A Missed Step in Physical Medicine

A Missing Step in Physical Medicine

It can be confusing to determine what provider to see at what time when we are having pain.  I’m often asked, “Who should I see?”.  Do you see my chiropractor, your doctor, your physical therapist, your massage therapist or someone with a soft tissue specialization?  All are good options with emphasis on different solutions.

I think what we are a truly looking for are answers to the question of pain.  The questions are of, what is wrong, what can be done about it and, what can be done prevent this from happening again.  I would like to present the best answer that I have found after over 22 years in this profession.  That answer is “It Depends”.   I realize that this isn’t that answer that you were looking for.

The presence of adhesion if often not a consideration when being evaluated by a provider.  Whether the problem associated with mechanical restrictions of the moving parts can be difficult to answer without the appropriate knowledge base and experience?   I’m not saying adhesion is the answer but a question that needs to be on the list.  The question needs to asked at the appropriate time.

It’s difficult to decide what to do when something hurts.  I have a hopeful vision that eventually,  as the science of soft tissue continues to evolve,  specialized manual therapists will become valued as a step in the diagnostic evaluation of those painful conditions that often evade conventional medicine.  In this hopeful vision view of a world of physical medicine everything works for the benefit of the patient.

As we wait for my Utopian vision to come true I am providing a very brief view of  the expertise of medical and licensed providers related to the care of muscloskeletal conditions This list by no means fully reflects these providers education and expertise. Each provider has valuable interventions that are appropriate depending on a case of muscloskeletal pain.

The Medical Doctor (MD):
Most are not experts in musculoskeletal pain.  MD’s can provide valuable anti-inflammatory solutions that can pave to way to successful therapy appraoches. They have the particular expertise in determining if musculoskeletal pain is associated with an internal pathology.   Some common tools for medical intervention for musculoskeletal pain include muscle relaxers, pain killers, and anti-inflammatory medications such as injections and oral steroids.  Often an intervention of a medical doctor provides a chemical solution to a mechanical problem.

These providers have the ability order diagnostic imaging studies such as x-rays or MRI scans.

The Osteopath (DO):
This is a medical doctor that is trained in the physical manipulation of the joints and soft tissues.   Some common tools for medical intervention of musculoskeletal problems include muscle relaxers, pain killers, and anti-inflammatory medication such as injections and oral steroids and varies musculoskeletal manual adjustments and hands-on manual therapy.

These providers have the ability order diagnostic imaging studies such as x-rays or MRI scans.

The Physical Therapist (DPT):
These providers have a wide scope to cover in physical medicine.  Physical therapists have a seemingly daunting scope of patient cases and a vast knowledge base to go with it.   Physical therapists work with patients that range from aches and pains to, neurological rehabilitation such as stroke victims and orthopedic rehabilitation such as total knee replacements.

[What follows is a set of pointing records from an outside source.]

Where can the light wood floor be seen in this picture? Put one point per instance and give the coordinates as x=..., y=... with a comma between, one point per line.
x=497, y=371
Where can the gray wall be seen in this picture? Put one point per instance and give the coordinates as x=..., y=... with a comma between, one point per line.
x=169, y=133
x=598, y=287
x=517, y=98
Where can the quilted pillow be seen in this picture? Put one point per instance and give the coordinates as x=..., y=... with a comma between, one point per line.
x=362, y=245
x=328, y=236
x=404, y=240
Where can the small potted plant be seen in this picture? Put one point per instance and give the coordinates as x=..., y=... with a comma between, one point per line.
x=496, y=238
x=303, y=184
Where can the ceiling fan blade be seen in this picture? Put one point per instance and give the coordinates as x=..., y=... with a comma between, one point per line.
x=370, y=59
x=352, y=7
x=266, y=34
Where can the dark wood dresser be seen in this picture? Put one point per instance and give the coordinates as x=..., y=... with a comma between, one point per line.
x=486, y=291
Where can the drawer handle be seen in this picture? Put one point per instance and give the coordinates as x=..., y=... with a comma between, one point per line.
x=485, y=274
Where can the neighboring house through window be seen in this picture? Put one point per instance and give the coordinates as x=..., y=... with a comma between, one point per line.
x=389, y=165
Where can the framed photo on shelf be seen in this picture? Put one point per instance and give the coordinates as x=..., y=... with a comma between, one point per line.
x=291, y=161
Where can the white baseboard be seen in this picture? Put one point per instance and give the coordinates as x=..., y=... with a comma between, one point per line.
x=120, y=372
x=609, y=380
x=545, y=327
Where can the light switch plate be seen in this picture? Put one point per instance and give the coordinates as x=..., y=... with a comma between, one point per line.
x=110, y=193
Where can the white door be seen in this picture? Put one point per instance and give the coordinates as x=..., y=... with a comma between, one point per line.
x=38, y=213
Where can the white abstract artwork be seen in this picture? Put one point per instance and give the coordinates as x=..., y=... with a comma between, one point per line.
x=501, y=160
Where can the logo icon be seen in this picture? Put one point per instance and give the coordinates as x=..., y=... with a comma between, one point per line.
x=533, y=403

The tool box of the physical therapist can vary from provider to provider.  Some common tools for intervention from a physical therapist include stretching and strengthening protocols, exercise prescription, dry needling, taping techniques, aquatic therapy, neurological therapies, electronic stimulation, ultrasound and traction, and varies models of manual therapy.

The Chiropractor (DC):
These providers have a wide scope of practice.  The primary focus of  hands-on treatment is spinal manipulation to address what they diagnose as spinal segment subluxation.  Today, chiropractors can be found working in scopes that address a variety of conditions throughout the musculoskeletal system.

The tool box of the chiropractor varies from provider to provider.  Some common tools include high velocity spinal adjustments, low velocity spinal adjustments, activator adjustments, taping techniques, ultrasound, heat therapy, stretching or strengthening protocols, exercise prescription and various models of manual therapy.

These providers have the ability order diagnostic imaging studies such as x-rays or MRI scans.

The Massage Therapist (LMT):
These providers have a scope where they manipulate and treat the soft tissues of the body.  Massage therapists have an entry level education requirement that can start at 500 hours of education.  These providers do not have the scope to diagnose a condition.  They assess your condition to determine whether your presented condition is contraindicated to their massage or manual therapy technique.

Some common tools and techniques include relaxation massage, deep tissue massage, myofascial techniques, cupping,  lymphatic drainage, cranial sacral techniques, taping techniques, and various manual therapy techniques.

The Manual Therapy Specialist:
These are providers that are often and hard to find.  They are hidden in four of the five provider descriptions.  These providers are the skilled manual therapists that include the observation and manual therapy skills to detect the presence of adhesion in tissue. They could be a DO, DPT, DC or LMT.  Their skills often include a view that is a missing link in physical medicine.

This missing link is a step in the process that can drastically save time and money.  This step can detect problems that cannot be detected with imaging studies, orthopedic tests and nerve conduction studies.